The architect came up with the idea of a mostly underground house of concrete block and concrete and glass with a earthen roof.  A large room (‘hex hall’) would protrude above the other earth sheltered part and the east and west ends would be partially exposed block.  Dark tile was recommended for the floor and the whole south side of the long house (110’) would be mainly glass which would admit the sunlight.  Some light wells were included over the two kitchens and the entry to bring natural light into the back of the house.

Construction began with removal of some soil down to a rocky subsoil in April 1982.  Subcontracting included a block layer, a plumber, some laborers at specific times, concrete finishers window installers, and a roofer for Hex Hall.  A true 8” wall was poured at the back of the house (North side), with much reinforcement and generally much concrete was included coming to over 300 cubic feet all told. Parking garage shoring of galvanized steel was used for the ceilings in all but the large room and over this was poured 8” of concrete, all in one day. 

Photographs of the process were made at most stages of construction. Some volunteers and family members helped at various times.
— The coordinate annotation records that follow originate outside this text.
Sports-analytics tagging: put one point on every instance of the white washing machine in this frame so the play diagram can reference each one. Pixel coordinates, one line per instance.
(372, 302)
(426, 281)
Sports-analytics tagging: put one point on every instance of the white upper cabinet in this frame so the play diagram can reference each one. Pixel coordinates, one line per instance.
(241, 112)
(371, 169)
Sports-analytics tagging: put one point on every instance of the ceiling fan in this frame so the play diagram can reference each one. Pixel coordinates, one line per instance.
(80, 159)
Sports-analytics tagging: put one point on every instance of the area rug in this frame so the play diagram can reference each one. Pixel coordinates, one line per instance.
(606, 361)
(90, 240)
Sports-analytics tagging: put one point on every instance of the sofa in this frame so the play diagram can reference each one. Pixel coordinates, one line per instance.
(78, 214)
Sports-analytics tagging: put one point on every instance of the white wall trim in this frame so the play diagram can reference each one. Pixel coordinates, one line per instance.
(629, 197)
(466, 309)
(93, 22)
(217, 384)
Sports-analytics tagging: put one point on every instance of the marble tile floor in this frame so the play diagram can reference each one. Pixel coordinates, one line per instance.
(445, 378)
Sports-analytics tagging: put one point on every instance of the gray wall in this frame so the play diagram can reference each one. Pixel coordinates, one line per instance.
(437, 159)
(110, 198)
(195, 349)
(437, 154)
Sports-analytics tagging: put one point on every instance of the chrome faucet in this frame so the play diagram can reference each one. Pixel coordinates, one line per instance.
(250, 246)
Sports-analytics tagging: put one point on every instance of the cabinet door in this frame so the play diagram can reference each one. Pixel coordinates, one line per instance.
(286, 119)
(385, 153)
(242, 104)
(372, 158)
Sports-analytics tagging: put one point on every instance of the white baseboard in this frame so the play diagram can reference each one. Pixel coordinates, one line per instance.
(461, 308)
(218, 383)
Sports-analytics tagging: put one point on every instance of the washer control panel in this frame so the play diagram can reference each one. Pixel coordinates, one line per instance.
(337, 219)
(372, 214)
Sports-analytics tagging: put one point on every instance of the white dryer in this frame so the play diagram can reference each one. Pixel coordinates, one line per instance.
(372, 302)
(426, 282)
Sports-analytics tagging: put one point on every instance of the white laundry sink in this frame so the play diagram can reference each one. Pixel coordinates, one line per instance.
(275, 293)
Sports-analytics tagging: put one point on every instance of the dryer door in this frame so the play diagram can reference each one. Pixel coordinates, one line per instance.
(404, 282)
Ruth Turner moved in to the building in 1984 and Ralph and Phyllis began sleeping in the building that year, but did not move down completely from the existing mobile home until the following year.  The building was completely enclosed by 1986 but much work remained and in fact is not complete as of 2005.  A solar collector was added on the ‘roof’ in 1988 to preheat the water which was also routed through the wood furnace. A geothermal furnace replaced the original wood furnace in 1995 and it often also serves to heat the water..  The dark tile floor was not installed until 2004 over the concrete subfloor. But it has been quite liveable during the 20 years between.